ナッティーという言葉はナッツ系の感じを表しているそうです。
受講生の一人も「香水のよう」と言われました。

マダム特製ソーセージシチューです。
ビーフシチューと同じ作り方なのですが
ソーセージの方が手っ取り早く
短時間で仕上がるので忙しい時の
ボクらの晩ご飯にちょいちょい登場してました。
マダム考案の一品です。
材料はキャベツ、にんじん、じゃがいも、パセリ、
ベーコン、ソーセージ、トマトジュース、ブイヨン、塩、コショー。
ソーセージはシャウエッセンを使ってます。

いよいよ最後のワイン。
Bruno Paillard Brut Premiere Cuvee(ブルーノ・パイヤール
ブリュット・プレミアム・キュヴェ)。
これが本物のシャンパンです。

今回はノン・ヴィンテージのシャンパンでしたが、ヴィンテージもの
もあります。
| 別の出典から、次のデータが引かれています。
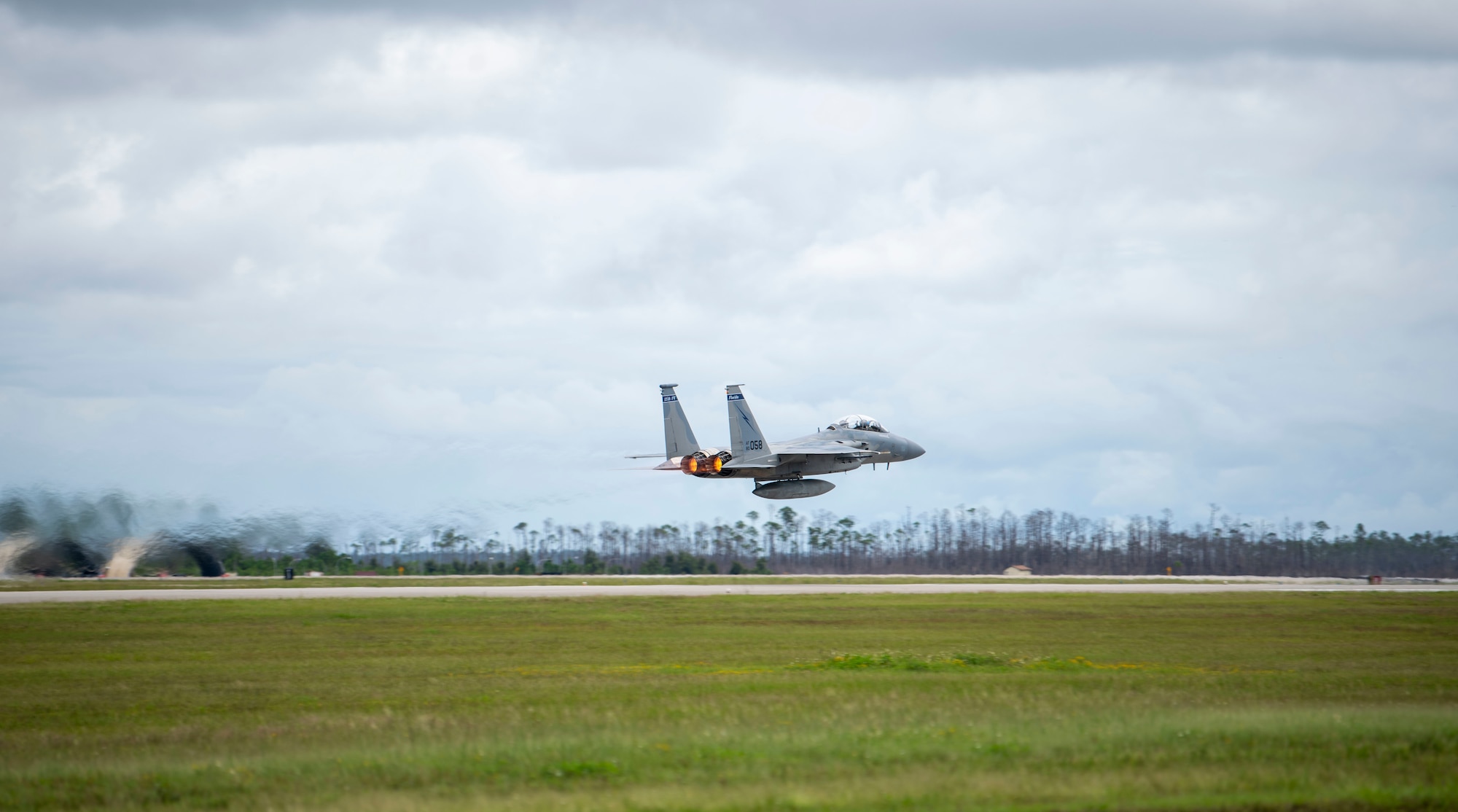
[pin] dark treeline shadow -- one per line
(116, 536)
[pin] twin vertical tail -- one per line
(679, 438)
(746, 440)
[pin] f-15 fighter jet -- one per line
(779, 470)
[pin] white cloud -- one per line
(387, 263)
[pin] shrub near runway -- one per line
(736, 702)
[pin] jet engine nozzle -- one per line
(701, 464)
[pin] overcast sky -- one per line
(374, 257)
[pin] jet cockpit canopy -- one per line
(858, 422)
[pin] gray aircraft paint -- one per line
(679, 438)
(836, 450)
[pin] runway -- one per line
(683, 591)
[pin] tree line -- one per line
(75, 536)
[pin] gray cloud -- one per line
(924, 37)
(386, 263)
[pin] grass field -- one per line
(91, 584)
(1029, 702)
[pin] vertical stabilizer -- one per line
(746, 440)
(679, 438)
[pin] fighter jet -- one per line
(779, 470)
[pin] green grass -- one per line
(826, 702)
(196, 582)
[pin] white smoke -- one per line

ただ値段がとてつもなく高いのだそうです。

一度グラスに注いだ後、一旦泡を鎮めてから再度注ぐのだそうです。

泡がきれいな黄金色をしています。
受講生の一人はエステル香がすると言っていました。
ぼくは甘すぎず、辛すぎない飲みやすいシャンパンだと思いました。
一口に泡ものと申しますが、ナント、泡ものたちだけで充分楽しめ
“格”の違いを感じましたかな。
各々に個性があって面白い講座でした。